L'enterrement d'indigents en tombe commune serait la routine dans une mégalopole de 11 millions d'habitants. "Dans cette ville, il meurt 600 personnes chaque jour. On enterre beaucoup d'indigents. Nous aurions voulu que les familles puissent s'occuper de leurs morts, tel n'est pas toujours le cas. Cette tombe commune est un cas parmi des centaines d'autres depuis l'année 1952. Il n'y a aucune activité criminelle qui soit lié à cet enterrement du 19 mars dernier", conclut le ministre.
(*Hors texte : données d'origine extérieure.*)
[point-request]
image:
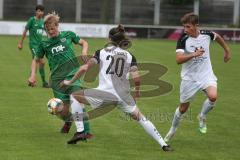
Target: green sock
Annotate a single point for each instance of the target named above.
(42, 74)
(66, 118)
(86, 122)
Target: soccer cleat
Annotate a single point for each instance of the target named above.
(78, 136)
(202, 124)
(203, 130)
(167, 148)
(66, 127)
(45, 85)
(89, 135)
(169, 136)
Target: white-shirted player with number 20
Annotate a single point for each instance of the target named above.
(116, 63)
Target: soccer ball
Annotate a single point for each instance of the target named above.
(55, 106)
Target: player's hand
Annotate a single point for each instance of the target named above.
(65, 83)
(20, 46)
(137, 95)
(227, 56)
(199, 52)
(84, 57)
(32, 81)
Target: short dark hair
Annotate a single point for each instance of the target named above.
(39, 7)
(190, 18)
(118, 37)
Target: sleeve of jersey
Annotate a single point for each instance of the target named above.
(40, 52)
(181, 44)
(29, 24)
(75, 38)
(133, 65)
(96, 56)
(212, 35)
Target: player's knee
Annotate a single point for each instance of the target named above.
(78, 96)
(136, 115)
(212, 98)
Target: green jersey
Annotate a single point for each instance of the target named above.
(60, 54)
(36, 28)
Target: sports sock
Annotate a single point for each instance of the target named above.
(77, 111)
(42, 73)
(176, 120)
(151, 130)
(207, 106)
(86, 122)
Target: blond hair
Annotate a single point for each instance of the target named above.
(190, 18)
(50, 19)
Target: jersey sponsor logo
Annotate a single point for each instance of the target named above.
(39, 31)
(63, 39)
(58, 49)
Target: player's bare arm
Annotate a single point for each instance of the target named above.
(20, 44)
(182, 58)
(222, 43)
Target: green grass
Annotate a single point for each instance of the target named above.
(28, 132)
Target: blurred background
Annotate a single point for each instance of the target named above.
(155, 19)
(138, 12)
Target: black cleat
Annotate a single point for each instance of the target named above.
(167, 148)
(89, 135)
(66, 127)
(78, 136)
(45, 85)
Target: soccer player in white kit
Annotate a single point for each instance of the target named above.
(197, 75)
(115, 65)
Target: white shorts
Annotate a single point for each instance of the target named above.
(99, 98)
(188, 89)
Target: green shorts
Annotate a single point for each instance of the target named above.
(64, 93)
(33, 48)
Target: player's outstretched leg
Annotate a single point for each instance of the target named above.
(176, 120)
(150, 129)
(42, 74)
(207, 106)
Mais pourquoi s'opposer à une exhumation si la procédure est réglementaire et que cela permettrait de dissiper les rumeurs et les suspicions? Lambert Mende a une réponse claire : "On ne déterre parce qu'un journaliste demande qu'on déterre! On ne déterre pas parce qu'un Ministre en Belgique veut se donner le beau rôle en disant qu'il faut déterrer. On déterre parce qu'on a des raisons de croire qu'un crime a été commis. Alors, où est la raison? Où est la dénonciation? Où est le nom de la personne qui a disparu?
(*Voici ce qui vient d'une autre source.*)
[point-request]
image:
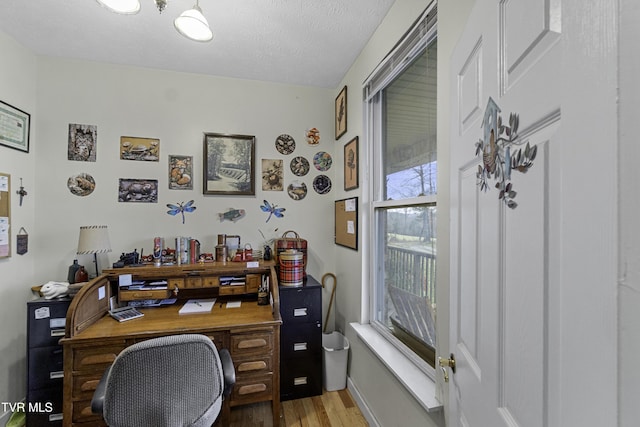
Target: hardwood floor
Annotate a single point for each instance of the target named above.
(331, 409)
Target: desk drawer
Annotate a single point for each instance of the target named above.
(98, 358)
(251, 366)
(253, 389)
(141, 294)
(251, 343)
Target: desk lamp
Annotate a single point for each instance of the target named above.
(93, 239)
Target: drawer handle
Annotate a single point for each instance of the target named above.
(89, 385)
(252, 366)
(298, 312)
(257, 342)
(56, 374)
(98, 359)
(142, 295)
(252, 388)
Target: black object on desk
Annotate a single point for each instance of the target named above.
(301, 340)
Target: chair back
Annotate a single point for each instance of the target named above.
(175, 380)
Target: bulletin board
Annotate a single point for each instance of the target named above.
(5, 215)
(346, 222)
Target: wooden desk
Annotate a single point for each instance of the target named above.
(93, 339)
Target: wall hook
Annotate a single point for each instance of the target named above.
(21, 192)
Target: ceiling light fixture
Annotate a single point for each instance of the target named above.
(191, 23)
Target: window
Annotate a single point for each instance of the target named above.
(400, 106)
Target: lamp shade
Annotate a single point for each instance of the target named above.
(93, 239)
(193, 25)
(124, 7)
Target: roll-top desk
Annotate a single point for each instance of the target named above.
(251, 332)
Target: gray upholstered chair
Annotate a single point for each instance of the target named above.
(177, 380)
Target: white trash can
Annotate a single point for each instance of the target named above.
(335, 353)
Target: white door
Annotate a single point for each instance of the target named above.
(517, 315)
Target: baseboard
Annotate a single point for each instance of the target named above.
(364, 408)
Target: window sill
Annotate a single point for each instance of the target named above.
(420, 385)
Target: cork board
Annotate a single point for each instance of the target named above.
(346, 222)
(5, 215)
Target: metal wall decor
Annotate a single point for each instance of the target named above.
(495, 149)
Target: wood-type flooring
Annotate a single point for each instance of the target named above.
(331, 409)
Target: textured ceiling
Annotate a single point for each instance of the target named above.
(312, 42)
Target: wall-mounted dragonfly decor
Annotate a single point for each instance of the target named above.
(500, 153)
(181, 208)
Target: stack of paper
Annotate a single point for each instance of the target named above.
(197, 306)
Des disparus et des plaignants, il y en a pourtant beaucoup."Nous avons enregistré une centaine de familles qui recherchent le leur", explique l'avocat Georges Kampiamba, de l'ACAJ, l'Association congolaise pour l'accès à la Justice. "La plupart ont disparu durant l'opération Likofi. Mais nous avons aussi 45 autres personnes manquantes depuis les manifestations de janvier".
L'avocat nous présente une femme dont le fils a été arrêté chez lui, la nuit, lors d'une opération musclée des services secrets. Il n'a plus donné signe de vie depuis 17 mois. Nul ne sait s'il est emprisonné ou s'il a été abattu. La famille n'a jamais pu voir son corps. Ce père de famille a vécu pour sa part une opération identique : "On a jeté mon fils dans la Jeep, sans plaque d'immatriculation. Les policiers avaient des cagoules". Et Georges Kampiamba de conclure : "Nous sommes en face de crimes contre l'humanité dont il faut s'occuper sérieusement!"
Le défenseur des droits de l'Homme, Jean-Claude Katende affirme quant à lui posséder une trentaine de noms de personnes portées disparues, sans aucune trace. Elles ne sont ni dans les prisons, ni dans les bureaux des services secrets ou de l'agence nationale de renseignement (ANR). "Toute personne qui irait se plaindre auprès des services de sécurité, serait victime de représailles", affirme même le Président de l’Association africaine des droits de l'Homme (ASADHO), "les gens sont dans la peur. Ils n'ont plus confiance dans les institutions judiciaires".
Volonté de transparence du gouvernement
Les autorités congolaises affirment que cet enterrement collectif s'est passé dans le respect des procédures, conformément à une réglementation de l'époque coloniale de 1952.
Le ministre de la Justice évoque d'ailleurs une enquête de routine. Il dénonce des allégations mensongères, des manœuvres politiques à quelques mois d'échéances électorales majeures dans le pays.
"Je pense que des gens ont le goût du sensationnel, et voudraient trouver un scandale", affirme Alexis Thambwe Mwamba. "Au total, on a dix familles qui disent ne pas savoir où sont les membres de leur famille".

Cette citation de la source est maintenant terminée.